Sesame oil contains sesamin, sesamolin, and sesamol, compounds that protect fragile polyunsaturated fats from oxidation.

Sesame can inhibit the conversion of omega-6 fats into certain inflammatory molecules, possibly helping to lower inflammation.

In animal and clinical studies, sesame has been shown to alter lipid metabolism, lower triglycerides, increase HDL, and lower oxidative stress.

Processed seed and vegetable oils are typically considered to be unstable and inflammatory, in part, because of their high omega-6 content.

Overconsumption of omega-6 fatty acids from these "seed oils" can lead to an increase in the omega-6/3 ratio in your body, promoting inflammation (more about omega-3 here).

Over evolutionary history, the human species rested happy near an omega-6/3 ratio of about 1:1. By contrast, today the average American has a ratio of 16:1 or higher. (Simopoulos, 2016,  Simopoulos, 2016)

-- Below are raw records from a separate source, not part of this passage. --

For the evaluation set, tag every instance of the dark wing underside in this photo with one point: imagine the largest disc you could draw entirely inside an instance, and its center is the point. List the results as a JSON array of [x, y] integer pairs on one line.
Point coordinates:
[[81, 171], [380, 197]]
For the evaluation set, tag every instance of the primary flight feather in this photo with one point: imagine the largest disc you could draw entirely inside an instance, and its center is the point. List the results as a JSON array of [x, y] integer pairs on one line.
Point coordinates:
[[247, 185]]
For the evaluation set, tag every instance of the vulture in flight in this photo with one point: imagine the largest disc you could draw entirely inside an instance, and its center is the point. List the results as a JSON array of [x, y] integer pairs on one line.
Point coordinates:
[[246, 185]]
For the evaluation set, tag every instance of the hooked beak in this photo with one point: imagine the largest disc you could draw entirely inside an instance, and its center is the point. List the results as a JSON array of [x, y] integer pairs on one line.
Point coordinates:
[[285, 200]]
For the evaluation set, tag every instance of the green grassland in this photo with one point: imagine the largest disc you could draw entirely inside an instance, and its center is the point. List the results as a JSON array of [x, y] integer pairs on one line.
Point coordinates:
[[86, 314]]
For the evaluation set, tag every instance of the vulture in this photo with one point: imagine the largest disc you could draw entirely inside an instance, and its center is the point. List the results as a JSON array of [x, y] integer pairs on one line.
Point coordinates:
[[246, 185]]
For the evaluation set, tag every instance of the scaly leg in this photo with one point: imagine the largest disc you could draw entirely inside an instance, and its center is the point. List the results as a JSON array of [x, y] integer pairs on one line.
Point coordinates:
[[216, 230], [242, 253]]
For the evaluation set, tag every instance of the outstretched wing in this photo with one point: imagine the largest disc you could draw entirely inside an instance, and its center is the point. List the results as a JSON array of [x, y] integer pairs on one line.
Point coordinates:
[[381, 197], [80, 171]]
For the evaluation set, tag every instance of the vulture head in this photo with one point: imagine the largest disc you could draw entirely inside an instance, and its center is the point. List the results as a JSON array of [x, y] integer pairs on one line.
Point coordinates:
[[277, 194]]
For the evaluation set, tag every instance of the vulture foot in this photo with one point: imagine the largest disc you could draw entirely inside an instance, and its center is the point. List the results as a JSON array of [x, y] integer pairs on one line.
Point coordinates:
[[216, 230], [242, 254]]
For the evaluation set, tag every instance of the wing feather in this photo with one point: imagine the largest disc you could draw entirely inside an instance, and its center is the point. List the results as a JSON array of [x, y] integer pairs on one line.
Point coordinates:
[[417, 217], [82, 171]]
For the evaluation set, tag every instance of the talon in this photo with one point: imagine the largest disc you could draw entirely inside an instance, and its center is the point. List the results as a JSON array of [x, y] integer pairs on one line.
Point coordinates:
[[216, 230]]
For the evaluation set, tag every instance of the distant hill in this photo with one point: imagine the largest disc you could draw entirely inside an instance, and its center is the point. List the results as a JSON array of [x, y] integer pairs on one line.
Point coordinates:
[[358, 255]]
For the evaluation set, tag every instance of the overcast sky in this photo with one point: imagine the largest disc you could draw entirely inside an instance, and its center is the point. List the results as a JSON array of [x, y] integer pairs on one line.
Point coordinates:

What’s more, studies in genetically engineered mice suggest that having a higher omega-6/3 ratio alone, independent of differences in dietary content, can contribute to worse health and disease. ( Kaliannan et al, 2019) Admittedly, rodent fat metabolism is different that that of humans; but since you can’t germ-line engineer humans, these are the studies we must do to separate essential fatty acid ratios from diet.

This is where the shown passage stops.